Oberseminar Algebraische und Komplexe Geometrie im WiSe25/26

Von Mitte Oktober bis Ende Januar findet das Oberseminar Donnerstags von 14 bis 16 Uhr (Thursdays from 2:15 to 3:45 pm) statt. Vorträge dauern etwa eine Stunde; Nach dem Vortrag ist Zeit für Fragen und zum informellen Austausch mit dem Gast geplant. Der Raum ist IA1/63.

• 16. Okt. 2025: Giacomo Nanni (Ruhr-Universität Bochum, Università di Bologna):  Lagrangian fibrations on Nikulin orbifolds.

Abstract: The geometry of irreducible holomorphic symplectic (IHS, sometimes referred to as hyperkähler) manifolds can be studied through the numerical properties of algebraic classes with respect to a non-degenerate quadratic form on the second cohomology group. In this context, a famous conjecture (SYZ) predicts that the existence of Lagrangian fibrations is detected by the presence of certain isotropic classes. While the conjecture holds in all known examples, it remains open in general. Recently, singular analogues of IHS manifolds have been proposed, providing a new framework to test the conjecture in a singular setting. In this talk, I will focus on Nikulin orbifolds, which are among the simplest singular examples, and present recent work classifying possible fibrations in this deformation class, from which the SYZ conjecture follows in this specific case.
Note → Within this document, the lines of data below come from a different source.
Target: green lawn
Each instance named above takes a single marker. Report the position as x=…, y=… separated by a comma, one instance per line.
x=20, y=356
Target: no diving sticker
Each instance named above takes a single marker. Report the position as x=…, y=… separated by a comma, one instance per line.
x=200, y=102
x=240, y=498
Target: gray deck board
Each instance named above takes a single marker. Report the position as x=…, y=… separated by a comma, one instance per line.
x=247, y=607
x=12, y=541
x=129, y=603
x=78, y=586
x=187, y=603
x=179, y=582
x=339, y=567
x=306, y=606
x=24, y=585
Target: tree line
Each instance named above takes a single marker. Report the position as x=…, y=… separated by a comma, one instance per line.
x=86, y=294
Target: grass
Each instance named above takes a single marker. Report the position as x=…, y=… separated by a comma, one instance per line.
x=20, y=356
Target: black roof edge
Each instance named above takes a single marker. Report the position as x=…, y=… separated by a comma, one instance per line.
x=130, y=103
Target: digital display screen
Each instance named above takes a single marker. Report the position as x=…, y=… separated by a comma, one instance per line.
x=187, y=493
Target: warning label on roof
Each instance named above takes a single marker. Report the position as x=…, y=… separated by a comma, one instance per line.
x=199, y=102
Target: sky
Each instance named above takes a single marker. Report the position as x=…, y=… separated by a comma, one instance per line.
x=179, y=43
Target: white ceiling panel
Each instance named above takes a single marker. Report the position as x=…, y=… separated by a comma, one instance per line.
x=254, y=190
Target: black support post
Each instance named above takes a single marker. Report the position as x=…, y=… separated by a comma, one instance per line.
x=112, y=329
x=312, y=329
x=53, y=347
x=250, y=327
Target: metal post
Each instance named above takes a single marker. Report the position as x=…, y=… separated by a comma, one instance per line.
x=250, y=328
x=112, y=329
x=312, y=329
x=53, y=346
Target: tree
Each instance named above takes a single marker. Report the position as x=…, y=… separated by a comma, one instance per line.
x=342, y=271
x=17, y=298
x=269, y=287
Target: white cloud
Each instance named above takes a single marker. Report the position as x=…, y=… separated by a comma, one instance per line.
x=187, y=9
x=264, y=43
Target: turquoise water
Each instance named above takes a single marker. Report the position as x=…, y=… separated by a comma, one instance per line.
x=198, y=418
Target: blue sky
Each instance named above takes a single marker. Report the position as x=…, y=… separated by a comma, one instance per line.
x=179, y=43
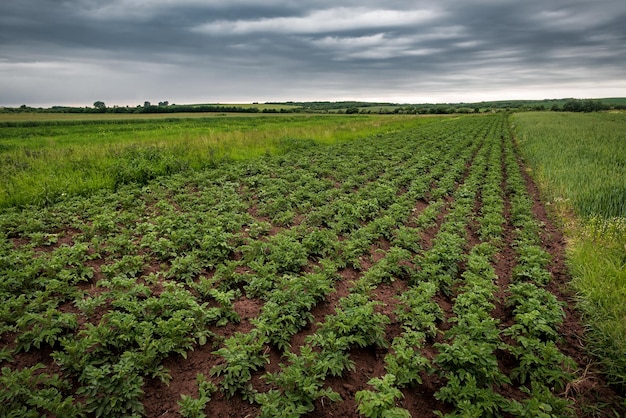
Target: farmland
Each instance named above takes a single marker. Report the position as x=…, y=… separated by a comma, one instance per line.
x=406, y=268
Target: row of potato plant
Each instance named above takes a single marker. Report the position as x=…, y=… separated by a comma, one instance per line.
x=114, y=284
x=543, y=371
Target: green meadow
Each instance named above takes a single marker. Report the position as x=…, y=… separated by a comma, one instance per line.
x=49, y=157
x=579, y=162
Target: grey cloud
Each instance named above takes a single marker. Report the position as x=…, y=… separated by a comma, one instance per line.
x=77, y=51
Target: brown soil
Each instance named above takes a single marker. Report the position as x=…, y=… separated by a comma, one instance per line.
x=160, y=400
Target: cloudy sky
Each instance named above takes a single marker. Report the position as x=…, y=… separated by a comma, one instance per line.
x=125, y=52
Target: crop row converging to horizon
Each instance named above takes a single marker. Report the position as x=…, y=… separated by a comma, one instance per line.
x=374, y=267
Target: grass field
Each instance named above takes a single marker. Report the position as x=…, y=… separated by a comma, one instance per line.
x=406, y=270
x=579, y=160
x=43, y=161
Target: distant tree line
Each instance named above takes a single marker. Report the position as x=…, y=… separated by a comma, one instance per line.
x=147, y=107
x=346, y=107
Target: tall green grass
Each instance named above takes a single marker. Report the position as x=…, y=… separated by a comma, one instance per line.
x=579, y=162
x=578, y=156
x=43, y=161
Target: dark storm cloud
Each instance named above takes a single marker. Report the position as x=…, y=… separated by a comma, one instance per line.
x=127, y=51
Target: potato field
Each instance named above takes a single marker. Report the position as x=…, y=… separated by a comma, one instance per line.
x=407, y=273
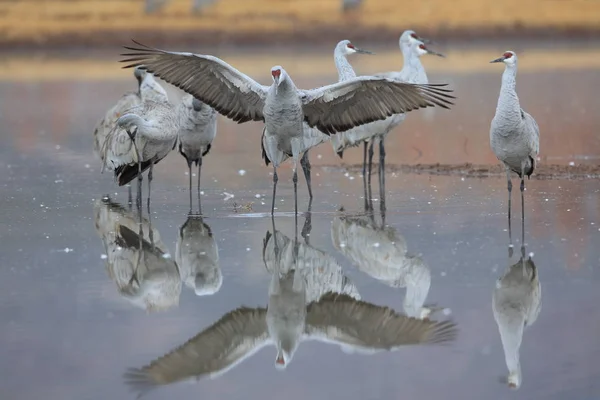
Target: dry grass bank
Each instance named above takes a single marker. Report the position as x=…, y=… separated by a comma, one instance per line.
x=108, y=21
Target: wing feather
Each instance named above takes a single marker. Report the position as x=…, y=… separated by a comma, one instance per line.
x=207, y=78
x=354, y=102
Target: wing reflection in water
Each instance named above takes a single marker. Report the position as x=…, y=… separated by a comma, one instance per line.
x=137, y=261
x=320, y=271
x=516, y=303
x=380, y=252
x=290, y=318
x=197, y=257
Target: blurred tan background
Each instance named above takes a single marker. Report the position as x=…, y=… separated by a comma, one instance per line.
x=103, y=22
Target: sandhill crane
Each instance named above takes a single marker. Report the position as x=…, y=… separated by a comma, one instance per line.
x=283, y=107
x=320, y=271
x=197, y=256
x=150, y=129
x=311, y=137
x=148, y=89
x=355, y=325
x=514, y=134
x=137, y=260
x=412, y=72
x=198, y=128
x=516, y=301
x=380, y=252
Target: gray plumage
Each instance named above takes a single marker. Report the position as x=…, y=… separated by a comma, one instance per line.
x=381, y=253
x=320, y=271
x=335, y=318
x=283, y=107
x=412, y=47
x=137, y=260
x=197, y=130
x=106, y=124
x=111, y=143
x=197, y=256
x=154, y=126
x=516, y=303
x=514, y=134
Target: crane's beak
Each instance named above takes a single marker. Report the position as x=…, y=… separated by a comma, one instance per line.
x=361, y=51
x=435, y=53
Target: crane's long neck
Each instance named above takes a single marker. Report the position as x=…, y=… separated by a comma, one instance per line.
x=412, y=70
x=418, y=282
x=511, y=333
x=508, y=109
x=144, y=127
x=345, y=70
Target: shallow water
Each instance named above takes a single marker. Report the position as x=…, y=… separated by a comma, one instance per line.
x=68, y=333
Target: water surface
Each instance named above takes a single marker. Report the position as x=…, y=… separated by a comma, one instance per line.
x=68, y=333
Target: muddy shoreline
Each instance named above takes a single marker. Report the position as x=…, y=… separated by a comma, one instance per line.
x=198, y=37
x=467, y=170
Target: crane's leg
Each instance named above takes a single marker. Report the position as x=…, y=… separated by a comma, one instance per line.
x=296, y=150
x=149, y=185
x=295, y=180
x=274, y=154
x=522, y=205
x=275, y=179
x=382, y=177
x=366, y=144
x=370, y=163
x=199, y=172
x=129, y=196
x=381, y=162
x=190, y=182
x=139, y=160
x=510, y=246
x=307, y=227
x=305, y=163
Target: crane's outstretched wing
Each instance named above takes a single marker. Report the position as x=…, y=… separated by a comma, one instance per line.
x=208, y=78
x=357, y=324
x=344, y=105
x=236, y=336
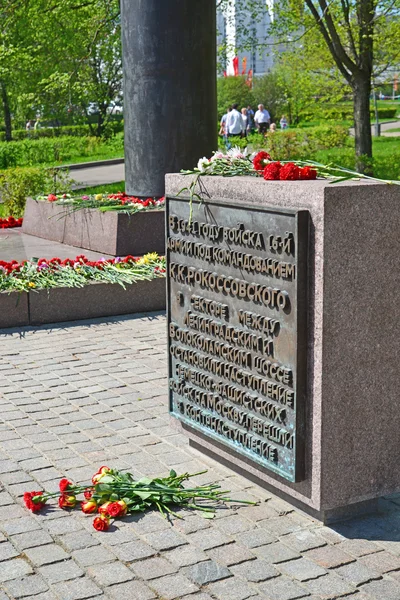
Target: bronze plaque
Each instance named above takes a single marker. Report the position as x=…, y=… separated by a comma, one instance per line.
x=237, y=327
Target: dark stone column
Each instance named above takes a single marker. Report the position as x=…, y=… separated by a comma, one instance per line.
x=170, y=114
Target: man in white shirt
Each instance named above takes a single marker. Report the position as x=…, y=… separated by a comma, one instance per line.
x=262, y=119
x=235, y=122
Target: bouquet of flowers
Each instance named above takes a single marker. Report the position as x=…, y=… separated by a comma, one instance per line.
x=119, y=202
x=113, y=494
x=49, y=273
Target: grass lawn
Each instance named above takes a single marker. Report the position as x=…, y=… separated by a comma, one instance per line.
x=386, y=157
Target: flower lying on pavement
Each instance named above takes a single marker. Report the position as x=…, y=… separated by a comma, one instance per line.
x=115, y=494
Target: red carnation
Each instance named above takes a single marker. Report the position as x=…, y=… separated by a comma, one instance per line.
x=308, y=173
x=259, y=161
x=66, y=501
x=289, y=172
x=101, y=523
x=117, y=509
x=88, y=493
x=272, y=170
x=64, y=485
x=89, y=507
x=32, y=501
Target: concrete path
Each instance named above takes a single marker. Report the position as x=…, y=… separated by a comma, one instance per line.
x=77, y=396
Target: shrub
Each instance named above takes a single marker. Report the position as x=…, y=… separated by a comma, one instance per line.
x=112, y=128
x=19, y=183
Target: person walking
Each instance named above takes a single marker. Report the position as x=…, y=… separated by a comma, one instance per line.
x=262, y=119
x=234, y=122
x=250, y=119
x=223, y=129
x=245, y=122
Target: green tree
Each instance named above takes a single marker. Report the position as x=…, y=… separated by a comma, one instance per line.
x=60, y=58
x=360, y=36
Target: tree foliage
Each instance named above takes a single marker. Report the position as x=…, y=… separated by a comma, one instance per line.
x=60, y=60
x=350, y=41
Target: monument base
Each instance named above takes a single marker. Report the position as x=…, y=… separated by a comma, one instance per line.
x=94, y=300
x=225, y=267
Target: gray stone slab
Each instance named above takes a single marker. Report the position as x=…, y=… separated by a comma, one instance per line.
x=96, y=300
x=111, y=233
x=14, y=309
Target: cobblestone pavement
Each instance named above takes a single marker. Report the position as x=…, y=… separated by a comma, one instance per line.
x=76, y=396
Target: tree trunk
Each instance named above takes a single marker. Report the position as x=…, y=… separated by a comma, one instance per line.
x=7, y=111
x=362, y=124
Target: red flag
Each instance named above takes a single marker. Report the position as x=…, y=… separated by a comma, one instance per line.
x=249, y=80
x=236, y=66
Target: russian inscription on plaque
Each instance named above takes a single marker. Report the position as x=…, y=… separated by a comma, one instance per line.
x=237, y=283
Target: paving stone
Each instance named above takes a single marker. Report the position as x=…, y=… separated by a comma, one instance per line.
x=7, y=551
x=384, y=589
x=29, y=539
x=255, y=537
x=93, y=556
x=206, y=572
x=172, y=586
x=110, y=573
x=152, y=568
x=22, y=525
x=211, y=538
x=56, y=572
x=282, y=588
x=77, y=589
x=329, y=586
x=231, y=554
x=78, y=540
x=284, y=524
x=276, y=553
x=255, y=570
x=329, y=557
x=45, y=555
x=303, y=540
x=234, y=589
x=131, y=590
x=357, y=573
x=164, y=540
x=134, y=551
x=149, y=523
x=234, y=524
x=184, y=556
x=199, y=596
x=302, y=569
x=359, y=547
x=382, y=562
x=15, y=568
x=26, y=586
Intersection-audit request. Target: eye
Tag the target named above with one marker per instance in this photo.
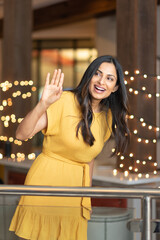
(97, 74)
(110, 78)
• 23. Okt. 2025: [POSTPONED] Christian Lehn (Ruhr-Universität Bochum): Introduction to currents and positivity concepts.

Abstract: We discuss basic properties of currents on a complex manifold such as positivity, Lelong numbers, Siu's theorem, and relation to positivity properties from algebraic geometry. 

• 6. Nov. 2025: Ludvig Modin (Leibniz-Universität Hannover): Moduli spaces for Θ-strata and non-reductive quotients.

Abstract: The U-hat theorem of Bérczi, Doran, Hawes and Kirwan gives conditions for when a linear action of a complex graded unipotent group admits a geometric quotient. It is one of the key results non-reductive geometric invariant theory is built on. We give a stacky re-interpretation of this theorem in terms of Θ-strata, as introduced by Halpern-Leistner, of algebraic stacks. As a corollary we generalize the U-hat theorem to not necessarily linear actions of graded unipotent groups over a Noetherian base scheme.

• 13. Nov. 2025: Jannik Wesner (TU Dortmund): Plane Quartics and their Associated Heptagons

  
  Abstract: For a convex polygon bounded by n lines there exists a unique curve -the so called adjoint- of degree n-3 passing through all intersection points of the lines except for those points, which are vertices of the polygon. Motivated by possible applications in finite element methods they were introduced by Wachspress in 1975 in his work on generalized barycentric coordinates. The definition of the adjoint extends to polygons in the complex projective plane, which are bounded by n lines in general position. The adjoint map, which maps an n-gon to its adjoint curve, happens to be dominant and generically finite only in the case of quartics and their associated heptagons. After establishing 864 by numerical certification as a lower bound, Kohn et al. (2021) conjectured this to be the precise number of heptagons associated to a generic plane quartic. In this talk, I will present joint work with Daniele Agostini, Daniel Plaumann and Rainer Sinn, which proves the conjecture: Employing intersection theory and the Scorza correspondence for quartics we show that 864 is indeed an upper bound. Furthermore we present a new proof for the lower bound revealed to us by a careful study of the Klein quartic.

• 27. Nov. 2025: Fateme Sajadi (University of Toronto). Zoom talk.
• 4. Dez. 2025: Simon Brandhorst (Universität des Saarlandes).
• 15. Jan. 2025:Matei Toma (Université de Lorraine).